レタントンローヤル館(八重垣)にお出で頂き有難うございます。今日ご紹介する映画は「めぐりあう時間たち」(2002)です。

 

 

映画はとても凝った構成をしており、冒頭1941年ヴァージニア・ウルフが夫に感謝の言葉を書いた遺書を残して入水自殺するシーンから始まります。

1923年うつ病に苦しむヴァージニア(ニコール・キッドマン)の一日

1951年妊娠しているローラ(ジュリアン・ムーア)がホテルで自殺未遂する一日

2001年昔の恋人が自殺をして心を痛めるクラリッサ(メリル・ストリープ)の一日

これらの出来事が繰り返されて巧く一つの映画になった作品で、その軸にはヴァージニアが書いた「ダロウェイ夫人」が軸になっており、とても編集に凝った映画になっています。こういう技巧的な映画はとても好きです。

更に、ミニマル音楽の代表的作曲家フィリップ・グラスの素晴らしい旋律がとても涙腺を刺激する映画になっています。

彼は色々な映画音楽を作曲していますが、その中でもこの作品が一番優れていると思います。何と言っても、時間軸が違う3つの出来事を旋律を変えただけのスコアで上手く表現しているのには参りました。素晴らしいと思います。

普段はお馬鹿なアクション、ノワール映画を得意とするこのブログですが、何故かこういう技巧的な作品、例えばジョージ・ロイ・ヒル監督「スローターハウス5」がとても好きなので惹かれて見てしまいます。

とても良く出来た映画ですが、女性映画と言っていいこの作品、男の私には良く分からないところがあります。特にローラの心情は何となく判るのですが、どうしてこんなに悩むのか、やはり本当のところは判りません。男達はもっと単純でなので。

反対に、クラリッサの昔の恋人でエイズに侵されたリチャード(エド・ハリス)が、自殺を選んで人生に決別する辺りの心情は痛いほど良く分かりますが。

今回再見して、この作品LGBTの映画でもあることが判りました。

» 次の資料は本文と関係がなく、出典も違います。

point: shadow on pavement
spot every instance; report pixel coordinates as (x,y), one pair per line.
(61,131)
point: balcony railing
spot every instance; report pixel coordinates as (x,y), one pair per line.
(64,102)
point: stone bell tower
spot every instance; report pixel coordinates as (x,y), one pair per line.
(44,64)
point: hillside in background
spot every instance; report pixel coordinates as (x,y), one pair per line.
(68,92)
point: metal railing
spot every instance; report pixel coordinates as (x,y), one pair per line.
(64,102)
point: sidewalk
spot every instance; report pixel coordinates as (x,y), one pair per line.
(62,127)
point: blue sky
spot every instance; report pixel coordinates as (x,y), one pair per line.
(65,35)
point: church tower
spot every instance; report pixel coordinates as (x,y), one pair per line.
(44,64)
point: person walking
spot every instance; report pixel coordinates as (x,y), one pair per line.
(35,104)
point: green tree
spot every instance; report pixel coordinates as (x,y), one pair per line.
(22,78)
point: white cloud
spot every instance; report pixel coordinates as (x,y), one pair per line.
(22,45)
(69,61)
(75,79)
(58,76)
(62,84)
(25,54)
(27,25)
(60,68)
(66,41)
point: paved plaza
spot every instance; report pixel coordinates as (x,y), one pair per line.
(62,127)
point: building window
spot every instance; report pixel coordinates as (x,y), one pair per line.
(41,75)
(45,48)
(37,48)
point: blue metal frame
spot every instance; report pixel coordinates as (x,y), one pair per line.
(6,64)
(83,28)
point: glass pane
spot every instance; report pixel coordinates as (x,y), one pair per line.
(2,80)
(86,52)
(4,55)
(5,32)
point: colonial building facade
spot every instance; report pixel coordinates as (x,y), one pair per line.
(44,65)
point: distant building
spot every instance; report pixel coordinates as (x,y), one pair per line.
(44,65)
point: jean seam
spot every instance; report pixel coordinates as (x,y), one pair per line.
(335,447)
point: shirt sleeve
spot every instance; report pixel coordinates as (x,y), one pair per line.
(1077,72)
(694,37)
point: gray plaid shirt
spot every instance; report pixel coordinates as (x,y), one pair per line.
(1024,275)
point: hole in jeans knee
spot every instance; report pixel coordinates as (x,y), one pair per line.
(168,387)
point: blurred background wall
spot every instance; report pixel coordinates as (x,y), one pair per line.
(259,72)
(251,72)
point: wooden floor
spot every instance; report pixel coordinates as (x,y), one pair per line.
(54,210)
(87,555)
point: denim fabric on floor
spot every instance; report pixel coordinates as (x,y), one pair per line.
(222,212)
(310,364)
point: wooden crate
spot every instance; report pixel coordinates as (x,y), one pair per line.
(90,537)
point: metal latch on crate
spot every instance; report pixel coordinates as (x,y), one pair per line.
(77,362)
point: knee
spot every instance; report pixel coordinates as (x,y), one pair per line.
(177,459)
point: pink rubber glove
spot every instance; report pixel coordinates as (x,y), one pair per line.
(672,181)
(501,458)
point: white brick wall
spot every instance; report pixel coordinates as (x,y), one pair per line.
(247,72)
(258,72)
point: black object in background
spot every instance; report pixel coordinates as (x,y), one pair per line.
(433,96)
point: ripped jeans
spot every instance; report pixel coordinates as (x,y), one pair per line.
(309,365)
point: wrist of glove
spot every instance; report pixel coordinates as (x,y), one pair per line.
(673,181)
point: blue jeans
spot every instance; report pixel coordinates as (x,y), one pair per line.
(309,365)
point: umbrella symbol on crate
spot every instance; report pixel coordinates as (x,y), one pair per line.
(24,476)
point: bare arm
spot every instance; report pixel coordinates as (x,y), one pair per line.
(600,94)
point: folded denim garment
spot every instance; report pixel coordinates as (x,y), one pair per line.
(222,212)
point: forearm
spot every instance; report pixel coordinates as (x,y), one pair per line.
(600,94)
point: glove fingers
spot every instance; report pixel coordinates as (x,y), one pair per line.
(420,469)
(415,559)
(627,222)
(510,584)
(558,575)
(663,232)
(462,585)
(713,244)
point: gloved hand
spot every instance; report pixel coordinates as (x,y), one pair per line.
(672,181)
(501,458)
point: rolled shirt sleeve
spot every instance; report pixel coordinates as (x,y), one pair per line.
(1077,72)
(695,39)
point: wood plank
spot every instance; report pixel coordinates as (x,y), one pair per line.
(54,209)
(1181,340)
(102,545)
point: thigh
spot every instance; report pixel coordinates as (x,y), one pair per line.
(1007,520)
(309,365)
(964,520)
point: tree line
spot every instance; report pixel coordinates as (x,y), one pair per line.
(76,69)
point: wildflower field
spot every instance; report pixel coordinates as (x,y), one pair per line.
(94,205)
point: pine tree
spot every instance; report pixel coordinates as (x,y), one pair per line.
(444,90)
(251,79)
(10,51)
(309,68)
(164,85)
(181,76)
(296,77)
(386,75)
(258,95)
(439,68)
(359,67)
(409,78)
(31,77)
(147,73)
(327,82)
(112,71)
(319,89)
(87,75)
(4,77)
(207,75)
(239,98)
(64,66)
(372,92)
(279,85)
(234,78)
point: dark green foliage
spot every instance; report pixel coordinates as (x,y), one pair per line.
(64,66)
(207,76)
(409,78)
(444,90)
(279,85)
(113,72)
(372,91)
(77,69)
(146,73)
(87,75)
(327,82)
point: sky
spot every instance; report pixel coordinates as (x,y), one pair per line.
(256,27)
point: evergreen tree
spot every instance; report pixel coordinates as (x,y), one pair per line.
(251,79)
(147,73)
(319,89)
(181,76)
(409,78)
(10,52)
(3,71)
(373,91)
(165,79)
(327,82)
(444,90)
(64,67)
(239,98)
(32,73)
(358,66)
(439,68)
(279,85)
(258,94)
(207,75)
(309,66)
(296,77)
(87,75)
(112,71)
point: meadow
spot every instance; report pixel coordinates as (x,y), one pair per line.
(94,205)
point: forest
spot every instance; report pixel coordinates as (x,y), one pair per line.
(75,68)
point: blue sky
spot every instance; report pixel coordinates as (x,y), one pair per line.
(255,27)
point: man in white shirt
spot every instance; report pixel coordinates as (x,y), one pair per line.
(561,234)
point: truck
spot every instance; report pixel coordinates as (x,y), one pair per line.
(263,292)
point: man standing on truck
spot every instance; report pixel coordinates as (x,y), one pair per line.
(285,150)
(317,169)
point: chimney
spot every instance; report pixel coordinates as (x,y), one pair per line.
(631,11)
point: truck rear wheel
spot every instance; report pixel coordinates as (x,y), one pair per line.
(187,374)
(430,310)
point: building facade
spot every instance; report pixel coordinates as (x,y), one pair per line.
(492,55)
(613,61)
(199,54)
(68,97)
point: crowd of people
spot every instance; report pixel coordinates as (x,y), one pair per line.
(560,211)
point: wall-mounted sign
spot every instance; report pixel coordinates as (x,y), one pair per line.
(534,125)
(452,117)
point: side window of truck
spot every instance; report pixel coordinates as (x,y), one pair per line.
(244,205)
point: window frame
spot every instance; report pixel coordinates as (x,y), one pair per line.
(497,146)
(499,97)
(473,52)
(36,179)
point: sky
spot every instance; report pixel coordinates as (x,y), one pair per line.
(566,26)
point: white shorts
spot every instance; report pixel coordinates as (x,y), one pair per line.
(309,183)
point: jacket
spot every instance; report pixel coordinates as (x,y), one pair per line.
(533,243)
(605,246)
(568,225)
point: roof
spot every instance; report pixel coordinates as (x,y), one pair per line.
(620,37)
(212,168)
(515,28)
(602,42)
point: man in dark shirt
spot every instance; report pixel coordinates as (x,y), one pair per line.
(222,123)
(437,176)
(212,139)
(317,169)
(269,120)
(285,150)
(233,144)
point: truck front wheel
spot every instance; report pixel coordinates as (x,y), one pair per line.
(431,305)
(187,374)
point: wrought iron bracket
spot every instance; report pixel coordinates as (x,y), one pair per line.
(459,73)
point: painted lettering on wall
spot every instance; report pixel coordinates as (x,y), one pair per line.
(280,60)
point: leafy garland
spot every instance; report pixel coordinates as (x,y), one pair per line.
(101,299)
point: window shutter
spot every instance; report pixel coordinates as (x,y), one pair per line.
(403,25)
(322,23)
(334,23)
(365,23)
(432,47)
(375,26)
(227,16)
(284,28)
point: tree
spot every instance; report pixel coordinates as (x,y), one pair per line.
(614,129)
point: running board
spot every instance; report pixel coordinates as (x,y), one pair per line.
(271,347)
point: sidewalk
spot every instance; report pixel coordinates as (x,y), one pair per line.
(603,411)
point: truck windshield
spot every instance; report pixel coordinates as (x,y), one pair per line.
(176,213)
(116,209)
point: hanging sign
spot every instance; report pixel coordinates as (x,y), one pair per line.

クラリッサには娘がいて人工授精で授かったとか、又女性のパートナーがいるんですね。劇場で鑑賞した時は女友達だと思っていました。

見方を変えれば、この娘を巡るドラマも出来そうですね。人間って小難しい生き物ですね。だから、私はB級アクションへ巡り会うのですね。監督は「愛を読むひと」のスティーブン・ダルドリー。